-
-
Notifications
You must be signed in to change notification settings - Fork 143
API ‐ OpenAI V1 Speech Compatible Endpoint
AllTalk provides an endpoint compatible with the OpenAI Speech v1 API. This allows for easy integration with existing systems designed to work with OpenAI's text-to-speech service.
-
URL:
http://{ipaddress}:{port}/v1/audio/speech
-
Method:
POST
-
Content-Type:
application/json
The request body must be a JSON object with the following fields:
Field | Type | Description |
---|---|---|
model |
string | The TTS model to use. Currently ignored, but required in the request. |
input |
string | The text to generate audio for. Maximum length is 4096 characters. |
voice |
string | The voice to use when generating the audio. |
response_format |
string | (Optional) The format of the audio. Audio will be transcoded to the requested format. |
speed |
float | (Optional) The speed of the generated audio. Must be between 0.25 and 4.0. Default is 1.0. |
The voice
parameter supports the following values:
alloy
echo
fable
nova
onyx
shimmer
These voices are mapped to AllTalk voices on a one-to-one basis within the AllTalk Gradio interface, on a per-TTS engine basis.
curl -X POST "http://127.0.0.1:7851/v1/audio/speech" \
-H "Content-Type: application/json" \
-d '{
"model": "any_model_name",
"input": "Hello, this is a test.",
"voice": "nova",
"response_format": "wav",
"speed": 1.0
}'
The endpoint returns the generated audio data directly in the response body.
- There is no capability within this API to specify a language. The response will be in whatever language the currently loaded TTS engine and model support.
- If RVC is globally enabled in AllTalk settings and a voice other than "Disabled" is selected for the character voice, the chosen RVC voice will be applied after the TTS is generated and before the audio is transcoded and sent back out.

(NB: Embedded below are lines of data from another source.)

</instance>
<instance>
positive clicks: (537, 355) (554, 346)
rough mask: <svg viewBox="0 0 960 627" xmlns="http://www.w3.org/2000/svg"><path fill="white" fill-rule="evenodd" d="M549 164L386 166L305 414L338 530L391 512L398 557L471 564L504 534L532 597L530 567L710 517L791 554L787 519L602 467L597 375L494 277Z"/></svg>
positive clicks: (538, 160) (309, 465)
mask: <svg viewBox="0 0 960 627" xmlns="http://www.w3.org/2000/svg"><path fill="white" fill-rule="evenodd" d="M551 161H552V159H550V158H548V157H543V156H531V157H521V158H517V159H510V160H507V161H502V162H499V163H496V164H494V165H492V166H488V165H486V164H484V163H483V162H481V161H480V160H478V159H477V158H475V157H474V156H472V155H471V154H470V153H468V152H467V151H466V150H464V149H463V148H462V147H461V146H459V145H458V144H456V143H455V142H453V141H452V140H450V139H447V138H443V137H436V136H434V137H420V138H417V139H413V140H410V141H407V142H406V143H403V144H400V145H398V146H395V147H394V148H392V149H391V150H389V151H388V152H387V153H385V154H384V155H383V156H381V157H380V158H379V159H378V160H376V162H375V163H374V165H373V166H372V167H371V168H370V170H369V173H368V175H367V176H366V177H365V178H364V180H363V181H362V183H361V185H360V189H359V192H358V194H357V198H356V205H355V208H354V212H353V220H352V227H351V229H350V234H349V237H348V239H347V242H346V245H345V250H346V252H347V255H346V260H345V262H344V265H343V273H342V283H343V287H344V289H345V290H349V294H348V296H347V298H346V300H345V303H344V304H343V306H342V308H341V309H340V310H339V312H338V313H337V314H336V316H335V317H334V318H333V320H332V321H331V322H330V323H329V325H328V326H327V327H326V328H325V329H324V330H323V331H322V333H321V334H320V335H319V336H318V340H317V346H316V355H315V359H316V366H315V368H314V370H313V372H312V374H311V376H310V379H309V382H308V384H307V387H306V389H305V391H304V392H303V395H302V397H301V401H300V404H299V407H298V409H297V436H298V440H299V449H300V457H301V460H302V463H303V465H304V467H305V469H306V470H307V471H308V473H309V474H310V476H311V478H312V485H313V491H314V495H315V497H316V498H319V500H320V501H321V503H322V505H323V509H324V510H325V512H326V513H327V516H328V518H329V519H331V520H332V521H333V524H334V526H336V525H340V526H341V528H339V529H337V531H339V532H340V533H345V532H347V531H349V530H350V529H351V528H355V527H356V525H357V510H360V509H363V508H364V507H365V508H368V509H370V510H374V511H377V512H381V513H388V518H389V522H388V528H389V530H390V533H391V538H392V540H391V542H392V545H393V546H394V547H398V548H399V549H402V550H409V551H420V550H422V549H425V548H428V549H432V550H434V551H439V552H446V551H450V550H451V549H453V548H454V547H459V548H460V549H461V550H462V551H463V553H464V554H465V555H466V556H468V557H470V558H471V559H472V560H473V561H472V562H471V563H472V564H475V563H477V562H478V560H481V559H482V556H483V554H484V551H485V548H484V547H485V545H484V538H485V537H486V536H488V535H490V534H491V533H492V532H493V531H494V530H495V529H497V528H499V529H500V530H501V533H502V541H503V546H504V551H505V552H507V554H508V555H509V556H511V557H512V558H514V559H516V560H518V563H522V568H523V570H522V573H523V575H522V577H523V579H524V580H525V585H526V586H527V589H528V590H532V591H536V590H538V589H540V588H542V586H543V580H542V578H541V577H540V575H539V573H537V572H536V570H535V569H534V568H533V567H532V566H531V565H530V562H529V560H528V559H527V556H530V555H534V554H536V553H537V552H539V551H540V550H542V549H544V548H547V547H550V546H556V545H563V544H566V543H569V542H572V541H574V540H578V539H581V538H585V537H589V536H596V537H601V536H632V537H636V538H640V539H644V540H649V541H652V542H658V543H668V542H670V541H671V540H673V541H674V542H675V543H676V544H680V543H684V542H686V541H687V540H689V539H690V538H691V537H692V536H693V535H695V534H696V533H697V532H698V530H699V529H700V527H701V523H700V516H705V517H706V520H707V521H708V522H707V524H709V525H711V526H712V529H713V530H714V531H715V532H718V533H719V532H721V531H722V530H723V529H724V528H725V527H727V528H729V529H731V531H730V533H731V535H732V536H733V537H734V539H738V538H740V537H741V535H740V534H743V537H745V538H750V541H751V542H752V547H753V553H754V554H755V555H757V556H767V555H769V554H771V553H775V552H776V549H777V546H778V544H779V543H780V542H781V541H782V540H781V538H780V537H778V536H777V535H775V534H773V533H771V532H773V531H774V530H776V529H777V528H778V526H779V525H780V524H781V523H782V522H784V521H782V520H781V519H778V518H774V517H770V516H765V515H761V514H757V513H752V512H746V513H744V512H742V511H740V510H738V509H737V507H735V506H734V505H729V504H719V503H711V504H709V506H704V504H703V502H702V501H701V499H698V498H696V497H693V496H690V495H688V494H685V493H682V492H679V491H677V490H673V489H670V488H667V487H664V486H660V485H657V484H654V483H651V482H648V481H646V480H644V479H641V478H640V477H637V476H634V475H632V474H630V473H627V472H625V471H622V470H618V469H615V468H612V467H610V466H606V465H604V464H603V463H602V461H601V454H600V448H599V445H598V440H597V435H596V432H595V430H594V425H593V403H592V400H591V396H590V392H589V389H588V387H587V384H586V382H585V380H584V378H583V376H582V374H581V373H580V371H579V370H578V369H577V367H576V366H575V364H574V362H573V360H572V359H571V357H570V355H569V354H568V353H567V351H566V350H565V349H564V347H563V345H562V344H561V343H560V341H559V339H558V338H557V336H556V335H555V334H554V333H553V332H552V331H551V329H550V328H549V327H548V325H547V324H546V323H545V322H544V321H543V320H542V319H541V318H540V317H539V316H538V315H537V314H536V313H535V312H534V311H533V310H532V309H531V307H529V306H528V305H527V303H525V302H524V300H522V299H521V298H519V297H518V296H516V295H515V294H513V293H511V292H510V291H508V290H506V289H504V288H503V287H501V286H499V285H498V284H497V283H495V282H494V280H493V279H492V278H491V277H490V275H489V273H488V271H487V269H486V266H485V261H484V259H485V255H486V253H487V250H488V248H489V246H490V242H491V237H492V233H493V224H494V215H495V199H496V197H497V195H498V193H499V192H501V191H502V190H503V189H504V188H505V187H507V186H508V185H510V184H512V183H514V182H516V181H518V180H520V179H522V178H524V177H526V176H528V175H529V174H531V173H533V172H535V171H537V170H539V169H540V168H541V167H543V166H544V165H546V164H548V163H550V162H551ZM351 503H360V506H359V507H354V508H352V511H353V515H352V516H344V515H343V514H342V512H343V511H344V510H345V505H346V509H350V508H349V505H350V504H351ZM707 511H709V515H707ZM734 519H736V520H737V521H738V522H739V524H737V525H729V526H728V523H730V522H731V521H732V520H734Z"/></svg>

Voices can be re-mapped in the Gradio Interface > TTS Engine Settings > {Chosen TTS Engine} > OpenAI Voice Mappings.
You can also remap the 6 OpenAI voices to any voices supported by the currently loaded TTS engine using the following endpoint:
-
URL:
http://{ipaddress}:{port}/api/openai-voicemap
-
Method:
PUT
-
Content-Type:
application/json
curl -X PUT "http://localhost:7851/api/openai-voicemap" \
-H "Content-Type: application/json" \
-d '{
"alloy": "female_01.wav",
"echo": "female_01.wav",
"fable": "female_01.wav",
"nova": "female_01.wav",
"onyx": "male_01.wav",
"shimmer": "male_02.wav"
}'
Note: The Gradio interface will not reflect these changes until AllTalk is reloaded, as Gradio caches the list.
import requests
import json
# Define the endpoint URL
url = "http://127.0.0.1:7851/v1/audio/speech"
# Define the request payload
payload = {
"model": "any_model_name",
"input": "Hello, this is a test.",
"voice": "nova",
"response_format": "wav",
"speed": 1.0
}
# Set the headers
headers = {
"Content-Type": "application/json"
}
# Send the POST request
response = requests.post(url, data=json.dumps(payload), headers=headers)
# Check the response
if response.status_code == 200:
with open("output.wav", "wb") as f:
f.write(response.content)
print("Audio file saved as output.wav")
else:
print(f"Error: {response.status_code} - {response.text}")
// Define the endpoint URL
const url = "http://127.0.0.1:7851/v1/audio/speech";
// Define the request payload
const payload = {
model: "any_model_name",
input: "Hello, this is a test.",
voice: "nova",
response_format: "wav",
speed: 1.0
};
// Set the headers
const headers = {
"Content-Type": "application/json"
};
// Send the POST request
fetch(url, {
method: "POST",
headers: headers,
body: JSON.stringify(payload)
})
.then(response => {
if (response.ok) {
return response.blob();
} else {
return response.text().then(text => { throw new Error(text); });
}
})
.then(blob => {
// Create a link element
const url = window.URL.createObjectURL(blob);
const a = document.createElement('a');
a.style.display = 'none';
a.href = url;
a.download = 'output.wav';
// Append the link to the body
document.body.appendChild(a);
// Programmatically click the link to trigger the download
a.click();
// Remove the link from the document
window.URL.revokeObjectURL(url);
document.body.removeChild(a);
console.log("Audio file saved as output.wav");
})
.catch(error => {
console.error("Error:", error);
});
These examples demonstrate how to use the OpenAI V1 API Compatible Endpoint with AllTalk in both Python and JavaScript environments.